When the public sees journalists mindlessly scrambling simply to capture footage that serves no purpose beyond the process, the public can be forgiven for believing that journalists are, collectively, morons.
As journalists, we like to think of ourselves as being in the Woodward and Bernstein molds. We are the watchdogs, tasked with examining those in power and ensuring they are held accountable. Or so we like to believe.
But then we run after Clinton as if we were plebeians and she was some Roman general tossing to us trinkets taken in her latest campaign of conquest. We show ourselves to be buffoons. We become our own worst enemies.
It’s important to use personal pronouns at a time like this. It’d be nice to talk about “those” idiot reporters and pretend as if I were somehow different from them. That would be a lie. If I’d been tasked with covering Clinton and one of her early campaign stops, I’m sure I would’ve been right there with the herd, running like an idiot, trying to ensure that I got a few seconds of footage as she arrived.
After all, how could I have justified it to my employers if I hadn’t?
“Gee, boss, I know everyone else was making a mad dash to film Clinton as she showed up, but I figured you’d want me to be more dignified.”

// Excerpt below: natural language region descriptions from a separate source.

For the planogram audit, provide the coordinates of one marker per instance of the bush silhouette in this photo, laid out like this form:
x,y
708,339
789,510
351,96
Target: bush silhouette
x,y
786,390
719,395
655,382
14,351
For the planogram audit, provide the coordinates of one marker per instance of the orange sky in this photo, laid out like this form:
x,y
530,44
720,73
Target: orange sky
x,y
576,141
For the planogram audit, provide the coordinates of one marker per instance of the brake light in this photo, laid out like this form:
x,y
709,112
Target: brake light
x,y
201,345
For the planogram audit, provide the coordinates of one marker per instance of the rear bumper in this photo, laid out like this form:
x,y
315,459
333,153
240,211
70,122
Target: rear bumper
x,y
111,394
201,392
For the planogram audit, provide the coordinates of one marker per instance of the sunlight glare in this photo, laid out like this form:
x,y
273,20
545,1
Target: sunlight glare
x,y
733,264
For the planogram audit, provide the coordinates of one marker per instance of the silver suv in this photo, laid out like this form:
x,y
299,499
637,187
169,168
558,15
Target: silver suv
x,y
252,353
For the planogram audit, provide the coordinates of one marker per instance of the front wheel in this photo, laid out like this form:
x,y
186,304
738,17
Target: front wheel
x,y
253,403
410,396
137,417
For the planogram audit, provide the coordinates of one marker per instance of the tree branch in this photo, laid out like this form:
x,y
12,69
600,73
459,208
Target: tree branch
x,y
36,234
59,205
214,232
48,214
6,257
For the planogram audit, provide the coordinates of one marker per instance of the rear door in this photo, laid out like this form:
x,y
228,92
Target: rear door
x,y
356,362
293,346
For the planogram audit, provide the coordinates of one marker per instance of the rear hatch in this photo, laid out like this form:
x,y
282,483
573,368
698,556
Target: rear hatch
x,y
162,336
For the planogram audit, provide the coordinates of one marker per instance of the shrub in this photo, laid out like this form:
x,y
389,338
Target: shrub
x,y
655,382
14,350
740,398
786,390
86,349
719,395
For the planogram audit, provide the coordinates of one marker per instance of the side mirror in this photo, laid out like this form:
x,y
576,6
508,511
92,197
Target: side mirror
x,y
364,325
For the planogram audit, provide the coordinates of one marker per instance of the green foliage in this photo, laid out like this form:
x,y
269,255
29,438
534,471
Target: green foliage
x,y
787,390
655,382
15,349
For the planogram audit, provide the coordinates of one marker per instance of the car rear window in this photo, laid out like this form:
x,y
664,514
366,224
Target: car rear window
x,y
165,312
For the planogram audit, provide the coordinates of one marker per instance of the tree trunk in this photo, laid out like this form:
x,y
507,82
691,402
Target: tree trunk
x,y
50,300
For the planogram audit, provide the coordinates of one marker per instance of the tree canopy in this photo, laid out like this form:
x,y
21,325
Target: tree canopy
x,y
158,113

I don’t think I’d want to try to make that case. Instead, I’d do my best to get the shot, capture a moment that doesn’t mean anything to anyone at all — a shot that had, basically, zero news value. Yet, I would fight and scramble and sprint for it as if it was the Lindbergh baby being recovered by the FBI.
And that, in a nutshell, is why we media professionals find ourselves basically doomed.
Innovation involves risk, and when you know there are too few jobs for too many journalists, you can’t afford to take risks.
Funding and staffing cuts mean that we’re as dependent on staged news events as we’ve ever been, and those same cuts mean that we use our professional checklists as a safety net to guarantee we don’t slip up and leave ourselves exposed in a hypercompetitive marketplace. In other words, when most of the large outlets are cutting back, the last thing you want to do is allow some other outlet to have footage you don’t have. Which means, if you’re at some preordained event, you’d damn well better have every angle that the competition has.
In a cutthroat world, the only choice is to toe the line and follow the script as closely as you can. Studies have shown this repeatedly to be true: If you follow the conventional wisdom and, in so doing, show yourself to be an unimaginative dolt, you’ll probably keep your job. If, instead, you do something outside the box — and in so doing, violate conventional wisdom — you’ll be unemployed overnight.
As traditional outlets die, their employees don’t innovate, even though innovation is the only shot they have for reinventing themselves and finding a way out. Instead, they fall back on the tried and true. Innovation involves risk, and when you know there are too few jobs for too many journalists, you can’t afford to take risks.
Ironically, your employer, and your collective industry, is in the opposite boat — news organizations can’t afford not to take risks in their reporting.
If the mad dash for Clinton’s van is any indication, risk is the last thing reporters are willing to embrace. And as we die, our audience isn’t empathizing with our plight. Our audience is laughing at us.